Reviewing the Yanks’ 2012 international signingsBy
The Yankees relied on the international market to build their farm system for decades. The ability to spend freely gave them a natural advantage because they had more money than everyone else, plus the global appeal of the Yankees brand practically sold itself. The team used the international market to produce scores of big leaguers and trade chips over the years.
The new Collective Bargaining Agreement, implemented last winter, changed that. Teams were given a $2.9M spending pool to spend internationally last summer, with rather harsh bonuses for exceeding that amount. The Rays became the first team to exceed the pool and get hit with penalties according to Ben Badler, so they won’t be allowed to sign any players for more than $250k this year. Clearly, MLB has achieved its goal of keeping big spenders like the Rays in check.
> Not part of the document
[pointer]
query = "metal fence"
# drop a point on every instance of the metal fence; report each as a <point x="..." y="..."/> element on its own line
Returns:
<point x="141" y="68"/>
Anyway, the Yankees spent almost their entire $2.9M pool on three 16-year-olds — Venezuelan catcher Luis Torrens ($1.3M), Venezuelan outfielder Alex Palma ($800k), and Dominican shortstop Yancarlos Baez ($650k) — last July 2nd, the first day of the international signing period. You can read more about those three players right here. There’s a good chance Torrens will make his stateside debut with the Rookie Level Gulf Coast League affiliate this summer. Palma might as well.
The Yankees spent their last bit of pool money on 16-year-old Nicaraguan left-hander Corby McCoy, who signed for $150k. The team also used a $50k exemption — each club gets six — to sign 17-year-old Nicaraguan lefty Luis Garcia. McCoy is the better prospect, but he’s a pure projection guy at 6-foot-3 and 170 lbs. His fastball sits anywhere from the mid-80s to low-90s, and his breaking ball is very much a work in progress. Garcia’s another big guy — listed at 6-foot-4 and 185 lbs. — with mid-80s heat.
New York was able to do quite a bit of damage before the spending restrictions kicked in on July 2nd. The largest bonus they agreed to hand out went to 18-year-old Cuban left-hander Omar Luis Rodriguez. He signed for $4M, but back in December we heard the contract was still pending a visa and not yet official. Listed at 5-foot-11 and 205 lbs., Rodriguez has a five-pitch mix — 88-92 mph fastball and mid-70s curveball, plus a cutter, slider, and changeup — and throws plenty of strikes. He stands out for his poise on the mound and has a strong track record in international play.
Ben Badler (subs. req’d) says the Yankees signed two other Cubans as well. One was outfielder Adonis Garcia ($400k), who spent time with Double-A Trenton last year. You can read more about him right here. The other was 27-year-old outfielder Yeral Sanchez, whose $400k bonus did not count towards the spending pool because of his age. Badler says he “has a chiseled 6-foot-1 frame with an aggressive approach and solid power … is around an average runner with an arm that’s average to a tick above-average that should play in right field.”
Prior to July 2nd, the Yankees also signed 23-year-old Dominican right-hander Manolo Reyes ($600k) and 17-year-old Dominican shortstop Jorge Mateo ($250k) according to Badler. Reyes had previously signed with the Braves, but his contract was terminated and he was suspended for a year because of issues with his paperwork. He has a huge arm though, running his fastball into the mid-90s and touching 99. His breaking ball and splitter are inconsistent but have shown potential. Reyes is awaiting a visa before his contract can become official, so he hasn’t been able to pitch in official games and is very raw for his age.
Mateo is listed at 6-foot-0 and 185 lbs. He earns high grades for his speed and athleticism, which give him a chance to be an above-average defender at shortstop according to Badler. Mateo is a right-hander hitter with something resembling a plan at the plate, but he’s still learning how to handle breaking balls. Badler says his “athleticism would make him an exciting prospect if his bat develops” while noting that some actually preferred him over Baez.
Dominican lefty Carlos Diaz, 17, signed for $100k last March, then got hit with a 50-game suspension after testing positive for a banned substance. He is listed at 6-foot-2 and 170 lbs., and Badler says he has “an unconventional low three-quarters arm angle (that) gives him good armside life on his fastball, which parks in the high-80s and reaches 90-91.” His slider and overall control need work.
The Yankees used two of their other exemptions to sign 19-year-old Dominican right-hander Simon DeLaRosa ($50k) and 16-year-old Venezuelan shortstop Thairo Estrada ($49k). DeLaRosa pitches in the low-to-mid-90s with a promising curveball while Estrada has a line drive swing and fast-twitch athleticism. Badler calls both guys potential sleepers.
Starting this year the pool values will be scaled so that teams with bad records can spend more while teams with good records get to spend less. The Yankees finished with the third best record in baseball last season and are expected to have just $1.5-1.7M to spend internationally this year, which is nothing. Those six $50k exemptions are going to be important, they’re going to have to dig up some hidden gems with them.